Comparação de referência
| Fonte | Tamanho do mercado | Lacunas na metodologia de pesquisa |
|---|---|---|
| Mordor Intelligence | USD 8,96 bilhões (2025) | |
| Consultoria Global A | USD 9,99 bilhões (2025) | Usa uma descrição de categoria mais ampla sem separar claramente as armas automáticas de defesa e aplicação da lei dos grupos de receita adjacentes de armas de fogo, o que pode elevar o total de 2025. A janela de previsão mais longa também tende a suavizar as oscilações de curto prazo no momento da aquisição que nosso modelo trata explicitamente. |
| Editora do Setor B | USD 9,87 bilhões (2025) | Contabiliza armas semiautomáticas e totalmente automáticas dentro da mesma definição de mercado, o que amplia o escopo além deste estudo e eleva o valor do ano-base. Também aplica uma estrutura de uso final diferente (incluindo portáteis e estacionárias) sem esclarecer os filtros de aquisição vinculados aos orçamentos de defesa e aplicação da lei. |
A dispersão na tabela vem principalmente das bordas de escopo e de como a demanda está vinculada à realidade da aquisição. Quando as regras de inclusão permanecem rígidas e as suposições são verificadas em relação a sinais de orçamento e adjudicação, o tamanho de mercado resultante é mais fácil de explicar e repetir ano após ano.
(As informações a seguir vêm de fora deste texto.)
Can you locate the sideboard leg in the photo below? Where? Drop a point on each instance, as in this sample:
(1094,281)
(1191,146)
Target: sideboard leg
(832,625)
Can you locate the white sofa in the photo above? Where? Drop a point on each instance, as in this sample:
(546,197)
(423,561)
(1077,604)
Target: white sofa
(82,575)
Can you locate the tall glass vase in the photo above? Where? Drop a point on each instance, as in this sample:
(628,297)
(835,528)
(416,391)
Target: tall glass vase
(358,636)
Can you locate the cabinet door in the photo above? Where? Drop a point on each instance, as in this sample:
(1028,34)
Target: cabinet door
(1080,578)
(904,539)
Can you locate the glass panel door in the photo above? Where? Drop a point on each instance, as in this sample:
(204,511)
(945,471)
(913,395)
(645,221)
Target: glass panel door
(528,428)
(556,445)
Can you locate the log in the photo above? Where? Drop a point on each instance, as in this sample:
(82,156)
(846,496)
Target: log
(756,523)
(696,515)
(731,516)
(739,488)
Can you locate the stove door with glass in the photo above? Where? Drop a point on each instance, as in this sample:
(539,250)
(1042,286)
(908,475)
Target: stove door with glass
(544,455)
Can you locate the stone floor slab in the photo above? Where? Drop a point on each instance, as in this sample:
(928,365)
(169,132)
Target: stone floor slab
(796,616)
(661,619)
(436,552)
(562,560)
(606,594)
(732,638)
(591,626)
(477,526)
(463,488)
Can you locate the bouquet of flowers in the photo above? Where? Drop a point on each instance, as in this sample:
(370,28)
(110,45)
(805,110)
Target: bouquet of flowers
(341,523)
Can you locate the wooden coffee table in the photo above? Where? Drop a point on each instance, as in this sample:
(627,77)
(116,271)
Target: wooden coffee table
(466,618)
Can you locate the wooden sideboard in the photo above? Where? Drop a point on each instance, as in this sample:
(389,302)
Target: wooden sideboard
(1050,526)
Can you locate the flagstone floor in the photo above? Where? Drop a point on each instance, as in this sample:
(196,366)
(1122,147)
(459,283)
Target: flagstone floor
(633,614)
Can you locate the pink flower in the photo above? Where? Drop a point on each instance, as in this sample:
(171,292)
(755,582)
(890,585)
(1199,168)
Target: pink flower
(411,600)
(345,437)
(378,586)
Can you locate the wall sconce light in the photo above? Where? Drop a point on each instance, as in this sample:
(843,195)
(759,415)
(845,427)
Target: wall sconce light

Principais Questões Respondidas no Relatório
Qual é o tamanho atual do mercado de armas automáticas?
O mercado de armas automáticas está em USD 9,63 bilhões em 2026 e está projetado para atingir USD 13,81 bilhões até 2031.
Qual região está crescendo mais rapidamente nas aquisições de armas automáticas?
A Ásia-Pacífico apresenta o maior crescimento com um CAGR de 8,74%, impulsionado pela modernização na China, Índia, Japão e Coreia do Sul.
Por que os Canhões Automáticos são o tipo de arma de crescimento mais rápido?
Os programas navais e de defesa aérea favorecem canhões de 30–40 mm com munições de detonação aérea que neutralizam drones e blindagem leve, produzindo um CAGR de 8,32%.
Como os riscos da cadeia de suprimentos estão afetando os fabricantes?
A dependência do processamento de terras raras chinês e a capacidade limitada de aço para canos adicionam risco de custo e cronograma, levando os governos a relocalizar a produção.
Qual é o papel das Forças de Operações Especiais na inovação?
As unidades de FOE adotam sistemas leves e de alto calibre antecipadamente, validando novos materiais e miras de IA que posteriormente se difundem para a infantaria convencional.
As óticas habilitadas por IA estão se tornando padrão?
Sim. Contratos como a mira SMASH 2000L para o Exército dos EUA mostram que miras inteligentes capazes de rastrear drones automaticamente estão passando de protótipos para uso em campo.